Beaucoup évoquent de prestigieux précédents. Pas moins de cinq présidents africains y ont en effet fait leurs classes : du Tunisien Habib Bourguiba, diplômé en 1927 (l’établissement s’appelait à l’époque l’École libre des sciences politiques), au Tchadien Hissène Habré (1970), en passant par le Camerounais Paul Biya (1961) ou le Guinéen Alpha Condé (1963). Pourtant, à en croire Rodrigue Noundja Nkwegni, un autre Camerounais (ces derniers sont, avec les Sénégalais, les mieux représentés) étudiant en deuxième année de master, « avec le verrouillage de nombreuses scènes politiques en Afrique et le rôle grandissant des organisations internationales, les carrières politiques ont perdu de leur attrait aux yeux des nouvelles générations ».

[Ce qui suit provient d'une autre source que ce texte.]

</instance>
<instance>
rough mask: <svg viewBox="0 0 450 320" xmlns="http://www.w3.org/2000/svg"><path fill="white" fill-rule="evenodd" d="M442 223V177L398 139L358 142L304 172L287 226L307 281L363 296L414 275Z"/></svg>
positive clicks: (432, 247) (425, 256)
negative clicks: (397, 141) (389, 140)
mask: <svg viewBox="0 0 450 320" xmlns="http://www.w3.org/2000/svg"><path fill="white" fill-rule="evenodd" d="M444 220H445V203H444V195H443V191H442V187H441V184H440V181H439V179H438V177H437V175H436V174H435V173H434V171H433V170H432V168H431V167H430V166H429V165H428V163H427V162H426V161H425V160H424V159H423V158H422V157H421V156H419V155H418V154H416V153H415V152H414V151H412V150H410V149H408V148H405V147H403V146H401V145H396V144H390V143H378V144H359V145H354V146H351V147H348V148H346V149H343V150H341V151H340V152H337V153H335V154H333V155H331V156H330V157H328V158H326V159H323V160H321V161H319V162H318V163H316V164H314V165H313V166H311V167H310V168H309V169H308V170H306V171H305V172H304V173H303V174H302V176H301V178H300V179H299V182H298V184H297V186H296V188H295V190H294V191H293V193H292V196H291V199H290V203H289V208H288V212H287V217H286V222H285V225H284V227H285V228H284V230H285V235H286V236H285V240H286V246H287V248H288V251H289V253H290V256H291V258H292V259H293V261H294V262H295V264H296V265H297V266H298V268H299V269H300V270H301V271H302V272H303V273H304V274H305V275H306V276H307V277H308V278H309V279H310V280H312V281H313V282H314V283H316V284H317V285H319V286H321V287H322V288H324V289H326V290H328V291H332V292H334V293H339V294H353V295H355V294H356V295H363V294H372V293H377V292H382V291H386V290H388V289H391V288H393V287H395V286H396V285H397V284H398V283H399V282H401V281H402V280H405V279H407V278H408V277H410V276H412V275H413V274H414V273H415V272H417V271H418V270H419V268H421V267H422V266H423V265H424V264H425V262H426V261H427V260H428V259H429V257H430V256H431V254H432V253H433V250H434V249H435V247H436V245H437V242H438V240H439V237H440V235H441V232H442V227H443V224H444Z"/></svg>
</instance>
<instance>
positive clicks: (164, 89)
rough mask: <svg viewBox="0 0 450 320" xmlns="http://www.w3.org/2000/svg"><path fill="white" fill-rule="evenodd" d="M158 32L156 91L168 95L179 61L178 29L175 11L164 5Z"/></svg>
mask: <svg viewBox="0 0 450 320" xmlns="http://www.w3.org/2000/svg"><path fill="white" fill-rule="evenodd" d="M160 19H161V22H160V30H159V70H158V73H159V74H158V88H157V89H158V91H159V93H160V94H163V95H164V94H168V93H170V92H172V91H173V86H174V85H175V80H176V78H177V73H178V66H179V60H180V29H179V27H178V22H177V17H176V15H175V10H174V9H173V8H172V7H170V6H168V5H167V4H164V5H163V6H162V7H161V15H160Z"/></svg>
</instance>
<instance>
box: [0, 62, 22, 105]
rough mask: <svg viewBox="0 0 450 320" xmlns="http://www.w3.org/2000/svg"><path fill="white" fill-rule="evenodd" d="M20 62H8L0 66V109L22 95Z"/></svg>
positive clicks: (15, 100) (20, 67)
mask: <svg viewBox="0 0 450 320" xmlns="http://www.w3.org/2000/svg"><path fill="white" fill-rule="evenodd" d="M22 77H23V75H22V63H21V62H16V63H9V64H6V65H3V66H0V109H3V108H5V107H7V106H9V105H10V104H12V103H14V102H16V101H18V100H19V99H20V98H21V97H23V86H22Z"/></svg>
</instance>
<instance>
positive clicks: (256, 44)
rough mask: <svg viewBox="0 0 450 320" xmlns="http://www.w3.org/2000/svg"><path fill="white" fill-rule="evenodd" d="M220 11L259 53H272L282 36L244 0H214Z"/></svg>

Contrairement aux années 1960 et 1970, les raisons d’intégrer Sciences-Po sont moins idéologiques que pragmatiques. Les jeunes Africains veulent acquérir une formation de premier plan, puis mettre leurs compétences au service du développement. Ils rêvent de finance, de banque, d’organisations internationales. Et prennent d’assaut les filières qui y conduisent. « La cause est entendue, confirme Brice Akanati, diplômé en 1993 et consultant dans plusieurs firmes africaines. Mieux vaut miser sur un poste en entreprise ou aux Nations unies que dans un gouvernement. »
La "griffe Sciences-Po"
L’établissement a été à la hauteur des attentes d’Abdourahmane Diallo, qui l’a intégré après une licence et une première expérience dans le journalisme. Il reconnaît avoir d’abord été attiré par le caractère « professionnalisant » du cursus et par la qualité du corps enseignant. Celui-ci comprend des universitaires spécialistes des relations internationales, mais aussi des acteurs politiques. « À l’université, on tombe presque toujours sur des enseignants qui n’ont jamais mis les pieds dans une institution internationale ou dans un ministère. À Sciences-Po, c’est l’inverse. Nous avons eu par exemple Hubert Védrine, l’ancien ministre des Affaires étrangères de François Mitterrand… »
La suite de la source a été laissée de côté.